Souvenirs d'un médecin d'autrefois

dimanche 3 décembre 2017


Une noisette, un livre

 

Le général de Gaulle et la Russie

Hélène Carrère d’Encausse




Qui n’a pas entendu ou lu cette célébrissime phrase « L’Europe, de l’Atlantique à l’Oural » prononcée par le général de Gaulle le 14 juin 1963 ? Ces mots prémonitoires nécessitaient une explication et le diplomate Hervé Alphand avait obtenu des précisions : « Pour que cette Europe soit possible, il faut de grands changements. D’abord que l’Union Soviétique ne soit plus ce qu’elle est, mais la Russie. Ensuite, que la Chine menace ses frontières orientales, donc la Sibérie. Et que peut-il advenir dans un certain nombre d’années ? La formule permet de montrer aux Russes que la création d’une union européenne occidentale n’est pas dirigée contre eux, n’est pas un acte de guerre froide ; elle entretient un certain espoir chez les Allemands de l’Est, les Tchèques, les Polonais, les Hongrois. Elle ne constitue cependant qu’une anticipation historique ».

Anticipation historique, on ne peut dire mieux ! De Gaulle aura été l’un des bâtisseurs de la chute de l’empire soviétique au début des années 90. Le fondateur de la V° république a vu le mur de Berlin s’ériger en août 1961, l’un de ses successeurs, François Mitterrand, le verra s’effondrer en novembre 1989 aux côtés de l’initiateur de la perestroïka, Mikhaïl Gorbatchev. C’est « le triomphe de l’idée de De Gaulle » comme le souligne si justement Hélène Carrère d’Encausse.

L’académicienne part sur le constat historique des relations tumultueuses entre la France et la Russie, avec cette mauvaise image de ce pays dans les yeux des Français, et ce, depuis le duc de Sully ou, plus tard, d’Astolphe de Custine avec son ouvrage pamphlétaire sur Nicolas Ier « La Russie en 1839 », pour revenir sur l’actualité qui remet en avant la Russie dans le « nouveau désordre mondial », les Etats-Unis n’étant plus le seul et unique pays à pouvoir prendre des décisions. Ainsi, elle interpelle indirectement le président actuel, Emmanuel Macron, sur la nécessité de renouer avec la politique de l’illustre général à l’heure où résonnent quelques sons de guerre froide avec Vladimir Poutine.

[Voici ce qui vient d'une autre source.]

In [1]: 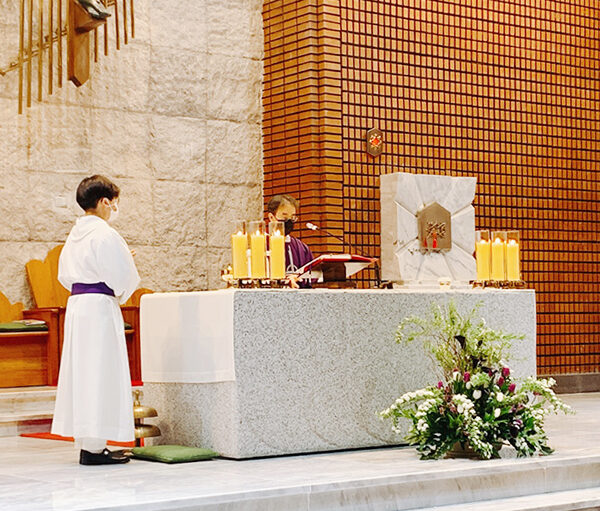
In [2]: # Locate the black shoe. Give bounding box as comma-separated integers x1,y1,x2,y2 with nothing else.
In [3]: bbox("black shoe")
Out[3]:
79,449,129,465
79,0,110,20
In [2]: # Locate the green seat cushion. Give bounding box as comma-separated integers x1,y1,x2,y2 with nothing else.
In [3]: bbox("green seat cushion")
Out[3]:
131,445,219,463
0,319,48,333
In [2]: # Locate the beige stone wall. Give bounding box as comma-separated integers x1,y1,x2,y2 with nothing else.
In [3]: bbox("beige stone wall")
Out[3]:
0,0,263,304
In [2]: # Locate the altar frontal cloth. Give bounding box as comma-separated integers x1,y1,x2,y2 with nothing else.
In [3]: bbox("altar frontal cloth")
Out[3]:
140,291,235,383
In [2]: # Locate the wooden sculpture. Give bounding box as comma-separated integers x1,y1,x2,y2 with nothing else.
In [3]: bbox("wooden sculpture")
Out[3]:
0,0,135,114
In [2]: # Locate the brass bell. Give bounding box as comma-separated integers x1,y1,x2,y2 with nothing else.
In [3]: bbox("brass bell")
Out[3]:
133,390,160,447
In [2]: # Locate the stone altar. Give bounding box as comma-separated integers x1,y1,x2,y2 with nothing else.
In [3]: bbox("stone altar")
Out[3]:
141,289,536,458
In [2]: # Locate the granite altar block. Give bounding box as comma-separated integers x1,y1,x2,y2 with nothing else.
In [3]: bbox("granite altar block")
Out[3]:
141,289,536,458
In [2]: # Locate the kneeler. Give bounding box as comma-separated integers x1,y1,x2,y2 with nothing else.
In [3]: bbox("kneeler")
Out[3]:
25,245,152,385
0,293,59,388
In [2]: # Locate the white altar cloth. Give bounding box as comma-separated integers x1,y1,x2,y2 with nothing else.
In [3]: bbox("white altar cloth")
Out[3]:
140,290,235,383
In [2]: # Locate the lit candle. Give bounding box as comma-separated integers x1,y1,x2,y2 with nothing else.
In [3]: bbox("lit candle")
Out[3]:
250,230,267,279
491,238,506,280
506,240,521,280
231,231,248,279
269,230,285,279
475,240,490,282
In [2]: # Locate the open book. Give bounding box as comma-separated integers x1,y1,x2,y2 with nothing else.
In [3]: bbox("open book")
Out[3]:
294,254,377,282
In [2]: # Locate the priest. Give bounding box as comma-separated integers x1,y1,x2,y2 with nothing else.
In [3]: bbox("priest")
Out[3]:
52,175,140,465
267,195,314,287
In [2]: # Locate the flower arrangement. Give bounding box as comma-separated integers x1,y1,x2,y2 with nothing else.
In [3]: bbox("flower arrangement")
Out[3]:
380,302,572,459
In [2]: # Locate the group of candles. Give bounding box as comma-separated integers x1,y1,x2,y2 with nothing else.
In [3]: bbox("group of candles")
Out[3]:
231,220,285,280
475,231,521,282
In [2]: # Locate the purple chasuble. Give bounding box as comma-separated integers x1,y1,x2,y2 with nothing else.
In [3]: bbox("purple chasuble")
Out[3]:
285,236,314,287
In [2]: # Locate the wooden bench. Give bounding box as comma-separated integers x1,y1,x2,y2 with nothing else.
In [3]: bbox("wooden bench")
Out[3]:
25,245,152,385
0,293,60,388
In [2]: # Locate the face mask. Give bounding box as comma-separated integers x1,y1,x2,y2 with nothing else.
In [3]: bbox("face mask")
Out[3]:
108,204,119,222
279,218,294,236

Le document revient sur les heures intenses des échanges et des points de vue de Charles de Gaulle avec ses homologues soviétiques : Joseph Staline, Nikita Khrouchtchev et Léonid Brejnev. De refroidissements à l’entente parfois quasi cordiale, de Gaulle n’a cessé de projeter l’avenir tout en garantissant la France et ses alliés d’une paix à long terme. Ses difficultés à entretenir des relations amicales avec l’Angleterre et les Etats-Unis ont sans aucun doute privilégié une forme de relative confiance de la part des soviétiques. Malgré la visite de Khrouchtchev en 1960 (l’auteure signale que la dernière d’un chef d’état russe remontait en 1896 avec Nicolas II) il faudra attendre 1966, année charnière avec le début de la transformation du paysage politique est/ouest, l’un des évènements principaux étant notamment le retrait partiel de la France au sein de l’Otan.

Hélène Carrère d’Encausse offre une brillante leçon d’histoire pour la géopolitique d’aujourd’hui,  avec un regard objectif sur de Gaulle : autoritaire, visionnaire mais certainement pas naïf. En 1969, il quitta le pouvoir avec amertume, avec des regrets mais la certitude qu’il avait vu juste sur « la nécessité de briser le monde des idéologies ».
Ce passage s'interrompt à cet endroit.